The Company received payments of $0.3 million during the year ended September 30, 2024 and $0.4 million subsequent to September 30, 2024 under the Forbearance Agreement and the Amended Forbearance Agreement.

The Company determined that it was not probable, at the time of the transaction and at September 30, 2024, that substantially all of the consideration promised under the Asset Purchase Agreement would be collected. Therefore, the Company recognized the difference between the nonrefundable consideration received and the carrying amount of the assets as a gain. The Company recorded a gain of approximately $5.7 million on the transaction during fiscal 2023. The Company recognized a gain on sale of $1.2 million during year ended September 30, 2024 based on the determination of the fair market value of the ONCO Preferred Stock when received and the cash received from ONCO under the Forbearance Agreement and the Amended Forbearance Agreement. Additional gain could be recognized in future periods if additional consideration is received or when it is deemed probable that substantially all of the consideration promised will be collected. The Company will continue to evaluate the collectability of the ONCO Promissory Notes for future installments of the purchase price.

Note 16 - Loss per Share

Basic net loss per common share is computed by dividing net loss by the weighted average number of common shares outstanding for the period. Diluted net loss per share is computed by dividing net income by the weighted average number of common shares outstanding during the period after giving effect to all dilutive potential common shares that were outstanding during the period. Dilutive potential common shares consist of the incremental common shares issuable upon the exercise of stock options and stock appreciation rights as determined under the treasury stock method. Due to our net loss for the periods presented, all potentially dilutive instruments were excluded because their inclusion would have been anti-dilutive. See Note 11 for a discussion of our potentially dilutive common shares.

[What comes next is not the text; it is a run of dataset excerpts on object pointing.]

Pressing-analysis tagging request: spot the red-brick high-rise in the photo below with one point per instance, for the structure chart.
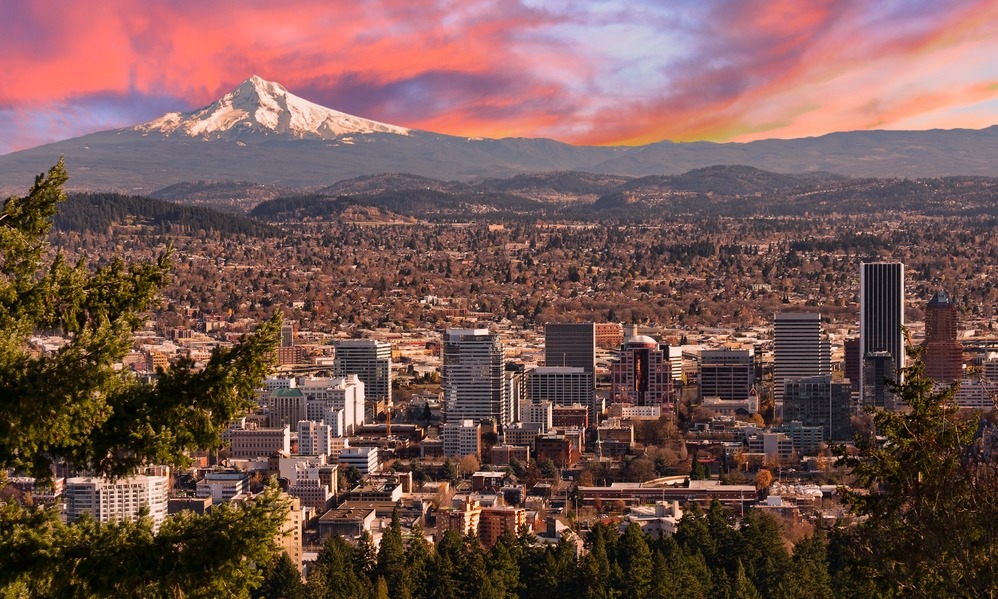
(943, 353)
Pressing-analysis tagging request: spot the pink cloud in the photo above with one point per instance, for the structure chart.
(740, 70)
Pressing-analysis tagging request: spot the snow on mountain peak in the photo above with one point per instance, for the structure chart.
(265, 106)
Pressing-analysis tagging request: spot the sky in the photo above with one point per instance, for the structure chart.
(594, 72)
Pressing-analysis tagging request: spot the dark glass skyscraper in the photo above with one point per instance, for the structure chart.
(943, 355)
(881, 314)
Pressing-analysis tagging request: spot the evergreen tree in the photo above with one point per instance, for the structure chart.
(808, 576)
(593, 579)
(929, 496)
(446, 567)
(742, 587)
(73, 406)
(365, 558)
(635, 560)
(417, 558)
(766, 560)
(333, 575)
(281, 580)
(391, 560)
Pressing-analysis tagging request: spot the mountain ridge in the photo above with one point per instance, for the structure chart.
(262, 134)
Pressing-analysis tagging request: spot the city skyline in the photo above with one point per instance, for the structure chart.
(599, 73)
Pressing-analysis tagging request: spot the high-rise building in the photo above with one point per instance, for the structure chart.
(121, 499)
(820, 401)
(878, 369)
(850, 348)
(570, 344)
(800, 349)
(474, 385)
(371, 361)
(562, 386)
(727, 373)
(643, 375)
(327, 396)
(881, 317)
(943, 355)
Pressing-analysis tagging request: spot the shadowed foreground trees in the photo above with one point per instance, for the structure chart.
(929, 498)
(74, 406)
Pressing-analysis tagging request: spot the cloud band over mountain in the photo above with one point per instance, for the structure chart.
(592, 73)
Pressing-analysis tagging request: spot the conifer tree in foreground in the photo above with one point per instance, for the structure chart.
(73, 406)
(929, 500)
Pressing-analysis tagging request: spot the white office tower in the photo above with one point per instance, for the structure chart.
(570, 344)
(800, 349)
(112, 501)
(881, 317)
(541, 413)
(562, 386)
(473, 380)
(342, 393)
(371, 361)
(461, 437)
(314, 438)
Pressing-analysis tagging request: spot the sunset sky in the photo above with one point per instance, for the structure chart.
(584, 72)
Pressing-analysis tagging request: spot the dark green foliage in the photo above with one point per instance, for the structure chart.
(193, 556)
(281, 580)
(73, 406)
(391, 560)
(335, 574)
(930, 504)
(98, 211)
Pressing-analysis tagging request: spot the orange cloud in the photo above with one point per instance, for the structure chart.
(599, 74)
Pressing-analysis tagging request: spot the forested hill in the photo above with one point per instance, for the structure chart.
(97, 211)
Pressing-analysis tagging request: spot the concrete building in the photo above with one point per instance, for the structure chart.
(463, 519)
(315, 438)
(800, 349)
(570, 344)
(118, 500)
(494, 522)
(881, 319)
(503, 454)
(772, 444)
(562, 386)
(327, 395)
(285, 406)
(473, 376)
(222, 486)
(371, 362)
(820, 401)
(609, 335)
(643, 375)
(461, 438)
(540, 414)
(255, 442)
(807, 440)
(943, 355)
(878, 371)
(364, 459)
(727, 373)
(515, 379)
(574, 416)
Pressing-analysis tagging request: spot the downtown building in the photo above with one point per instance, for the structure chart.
(820, 402)
(881, 335)
(800, 349)
(109, 500)
(643, 374)
(474, 382)
(943, 353)
(728, 374)
(371, 361)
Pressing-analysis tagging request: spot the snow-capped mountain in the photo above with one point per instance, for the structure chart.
(263, 106)
(260, 133)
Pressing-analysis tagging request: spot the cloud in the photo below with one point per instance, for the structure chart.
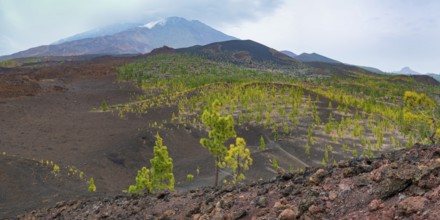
(35, 22)
(386, 34)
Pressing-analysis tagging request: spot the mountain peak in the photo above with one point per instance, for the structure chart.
(175, 32)
(152, 24)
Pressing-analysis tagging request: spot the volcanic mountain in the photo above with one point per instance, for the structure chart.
(241, 52)
(314, 57)
(174, 32)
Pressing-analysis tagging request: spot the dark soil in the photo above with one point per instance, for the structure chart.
(46, 113)
(400, 185)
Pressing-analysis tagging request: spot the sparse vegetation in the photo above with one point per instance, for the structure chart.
(160, 176)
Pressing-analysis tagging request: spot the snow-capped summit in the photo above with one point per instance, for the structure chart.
(175, 32)
(152, 24)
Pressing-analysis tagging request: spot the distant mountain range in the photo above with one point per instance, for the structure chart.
(310, 57)
(407, 71)
(289, 53)
(174, 32)
(242, 52)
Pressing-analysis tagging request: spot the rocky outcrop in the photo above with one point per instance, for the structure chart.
(404, 184)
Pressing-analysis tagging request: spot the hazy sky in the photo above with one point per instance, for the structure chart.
(388, 34)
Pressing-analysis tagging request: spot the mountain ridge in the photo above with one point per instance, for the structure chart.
(176, 32)
(314, 57)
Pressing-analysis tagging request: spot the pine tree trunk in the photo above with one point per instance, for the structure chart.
(216, 172)
(433, 130)
(238, 165)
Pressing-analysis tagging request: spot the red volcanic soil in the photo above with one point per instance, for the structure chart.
(46, 113)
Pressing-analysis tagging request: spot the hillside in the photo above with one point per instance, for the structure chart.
(99, 116)
(400, 185)
(173, 32)
(289, 53)
(241, 52)
(314, 57)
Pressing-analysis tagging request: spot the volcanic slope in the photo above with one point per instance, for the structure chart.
(403, 184)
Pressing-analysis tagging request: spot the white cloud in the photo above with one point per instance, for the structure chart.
(385, 34)
(36, 22)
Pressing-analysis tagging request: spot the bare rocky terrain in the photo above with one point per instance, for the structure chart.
(47, 117)
(401, 185)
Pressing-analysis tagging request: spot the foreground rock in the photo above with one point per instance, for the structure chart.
(401, 185)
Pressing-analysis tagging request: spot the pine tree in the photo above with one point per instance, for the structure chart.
(161, 167)
(220, 129)
(262, 144)
(160, 176)
(239, 159)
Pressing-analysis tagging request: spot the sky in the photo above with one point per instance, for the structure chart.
(387, 34)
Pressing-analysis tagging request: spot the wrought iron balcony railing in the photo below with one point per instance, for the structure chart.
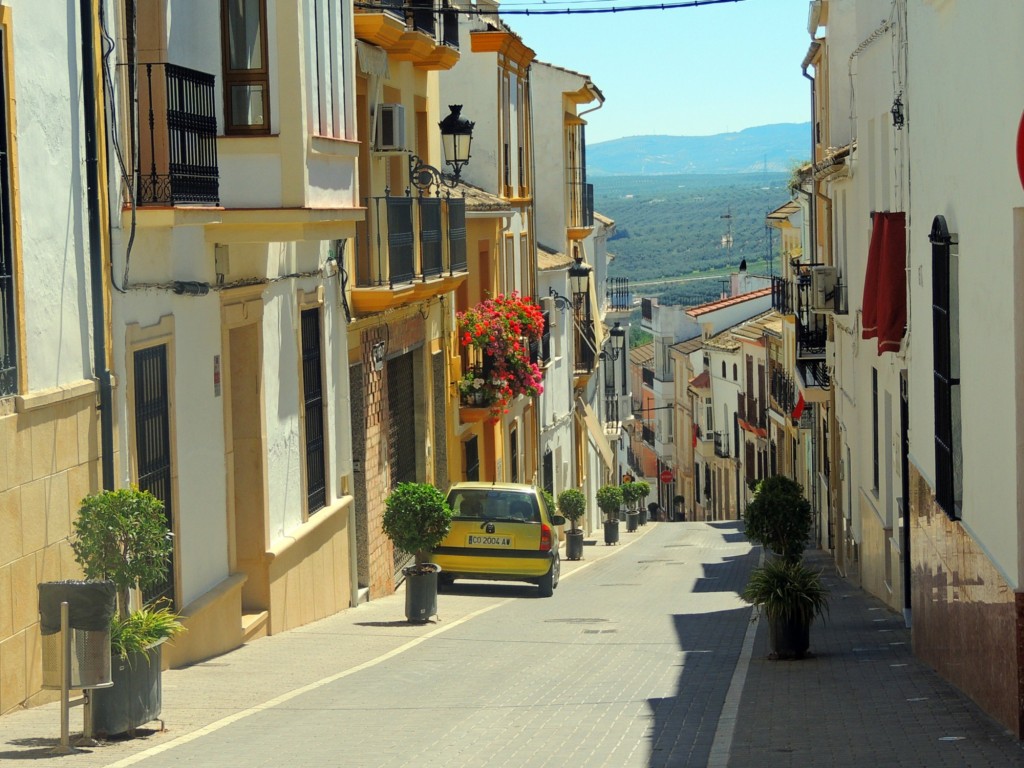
(812, 334)
(177, 159)
(611, 407)
(438, 19)
(782, 296)
(783, 390)
(648, 435)
(620, 298)
(409, 238)
(585, 342)
(581, 197)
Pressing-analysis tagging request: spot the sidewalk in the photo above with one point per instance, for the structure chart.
(265, 672)
(861, 699)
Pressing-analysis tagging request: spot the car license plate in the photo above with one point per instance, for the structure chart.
(489, 541)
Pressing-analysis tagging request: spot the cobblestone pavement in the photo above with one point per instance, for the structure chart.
(644, 656)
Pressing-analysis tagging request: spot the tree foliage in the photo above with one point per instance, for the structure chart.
(672, 226)
(779, 518)
(417, 518)
(122, 536)
(571, 504)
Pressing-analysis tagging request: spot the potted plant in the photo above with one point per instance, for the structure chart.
(643, 489)
(679, 502)
(473, 391)
(122, 537)
(417, 518)
(571, 505)
(502, 330)
(778, 517)
(609, 499)
(791, 596)
(632, 493)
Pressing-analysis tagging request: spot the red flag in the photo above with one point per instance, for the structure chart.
(798, 410)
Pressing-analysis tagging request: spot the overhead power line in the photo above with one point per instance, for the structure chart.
(542, 10)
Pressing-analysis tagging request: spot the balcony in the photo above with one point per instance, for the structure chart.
(782, 390)
(177, 158)
(611, 406)
(581, 205)
(617, 295)
(722, 444)
(782, 296)
(585, 343)
(648, 435)
(409, 248)
(812, 335)
(423, 32)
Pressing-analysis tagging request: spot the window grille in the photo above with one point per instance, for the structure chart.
(153, 444)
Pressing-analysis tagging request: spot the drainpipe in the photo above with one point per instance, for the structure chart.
(96, 271)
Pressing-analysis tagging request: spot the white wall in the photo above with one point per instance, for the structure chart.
(964, 123)
(53, 218)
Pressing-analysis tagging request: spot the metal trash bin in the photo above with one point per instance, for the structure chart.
(90, 608)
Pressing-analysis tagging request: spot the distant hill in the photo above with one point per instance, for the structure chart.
(766, 147)
(678, 236)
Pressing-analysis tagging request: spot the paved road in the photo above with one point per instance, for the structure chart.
(644, 656)
(627, 666)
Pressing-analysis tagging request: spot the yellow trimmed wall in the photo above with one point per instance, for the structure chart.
(49, 463)
(309, 571)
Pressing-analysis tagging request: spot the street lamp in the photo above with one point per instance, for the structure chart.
(579, 288)
(617, 345)
(579, 282)
(457, 135)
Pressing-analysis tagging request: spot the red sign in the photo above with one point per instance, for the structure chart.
(1020, 150)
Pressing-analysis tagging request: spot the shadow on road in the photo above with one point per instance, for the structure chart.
(684, 724)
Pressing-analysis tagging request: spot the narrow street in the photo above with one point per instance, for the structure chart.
(627, 666)
(645, 656)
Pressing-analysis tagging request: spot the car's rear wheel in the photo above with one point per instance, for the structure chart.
(546, 585)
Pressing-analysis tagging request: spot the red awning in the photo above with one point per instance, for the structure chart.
(884, 307)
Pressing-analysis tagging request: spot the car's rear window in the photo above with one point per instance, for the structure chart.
(493, 504)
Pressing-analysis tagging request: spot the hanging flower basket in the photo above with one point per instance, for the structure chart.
(501, 330)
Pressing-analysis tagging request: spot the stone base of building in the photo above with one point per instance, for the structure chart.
(967, 619)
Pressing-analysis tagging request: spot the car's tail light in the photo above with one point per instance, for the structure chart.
(545, 538)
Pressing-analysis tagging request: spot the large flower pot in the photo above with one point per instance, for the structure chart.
(573, 545)
(135, 697)
(421, 592)
(788, 638)
(611, 531)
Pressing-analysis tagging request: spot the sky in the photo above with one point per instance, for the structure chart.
(691, 71)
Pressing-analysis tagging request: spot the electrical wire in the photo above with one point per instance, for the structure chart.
(541, 10)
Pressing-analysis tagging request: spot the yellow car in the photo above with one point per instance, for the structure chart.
(501, 531)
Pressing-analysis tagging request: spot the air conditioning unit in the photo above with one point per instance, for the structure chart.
(390, 128)
(824, 281)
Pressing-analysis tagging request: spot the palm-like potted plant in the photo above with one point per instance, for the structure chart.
(791, 595)
(572, 505)
(778, 517)
(609, 500)
(643, 489)
(632, 493)
(417, 518)
(122, 537)
(679, 502)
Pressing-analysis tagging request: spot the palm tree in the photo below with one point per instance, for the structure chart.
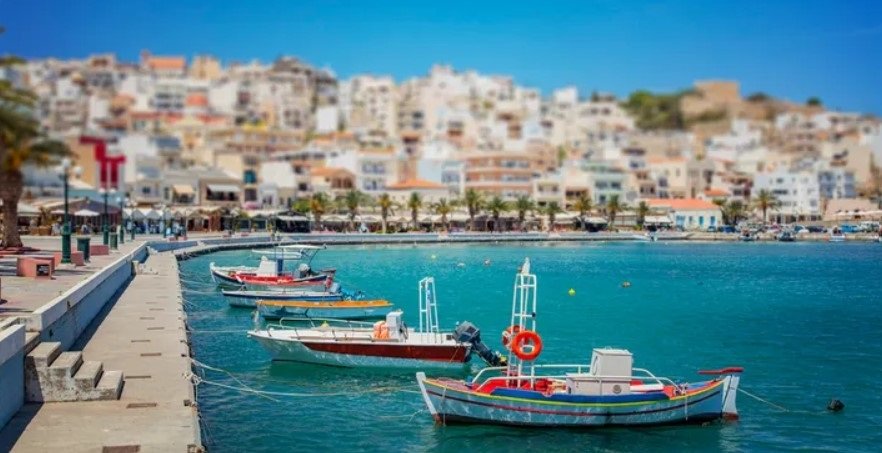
(613, 207)
(735, 211)
(319, 204)
(552, 209)
(444, 208)
(721, 203)
(473, 201)
(300, 205)
(523, 204)
(21, 144)
(765, 200)
(415, 203)
(496, 206)
(583, 205)
(353, 199)
(642, 212)
(386, 204)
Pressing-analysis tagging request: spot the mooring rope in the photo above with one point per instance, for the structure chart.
(243, 387)
(776, 406)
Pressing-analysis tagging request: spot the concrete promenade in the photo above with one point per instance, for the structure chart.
(143, 334)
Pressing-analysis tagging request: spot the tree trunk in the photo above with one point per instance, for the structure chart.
(10, 193)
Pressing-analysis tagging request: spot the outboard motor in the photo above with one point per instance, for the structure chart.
(466, 332)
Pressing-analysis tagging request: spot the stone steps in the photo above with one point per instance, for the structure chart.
(52, 376)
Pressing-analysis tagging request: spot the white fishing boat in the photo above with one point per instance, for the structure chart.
(606, 391)
(272, 273)
(287, 252)
(387, 343)
(645, 237)
(248, 298)
(837, 235)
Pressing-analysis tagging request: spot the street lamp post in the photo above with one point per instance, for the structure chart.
(122, 223)
(65, 227)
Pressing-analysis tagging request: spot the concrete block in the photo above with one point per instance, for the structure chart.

Note 17 - Employee Benefit Plans

Effective January 1, 2018, the Company established a 401(k) plan in which substantially all U.S. employees are eligible to participate. Contributions made by employees are limited to the maximum allowable for U.S. federal income tax purposes. The Company matched employee contributions at a rate of 100% of applicable contributions up to 6% of included compensation. Effective January 1, 2024, the Company discontinued matching contributions for U.S. employees. Company contributions to the 401(k) plan were approximately $0.6 million for the year ended September 30, 2023 and $42,000 for the year ended September 30, 2024. The Company plans to reinstate matching contributions for U.S. employees effective January 1, 2025 at up to 4% of included compensation.

In March 2014, the Company elected to contribute 3% of eligible employee compensation into the personal pension schemes of certain senior U.K. employees. Effective January 1, 2019, this contribution amount was increased to 4%. Company contributions were approximately $29,000 for each of the years ended September 30, 2024 and 2023.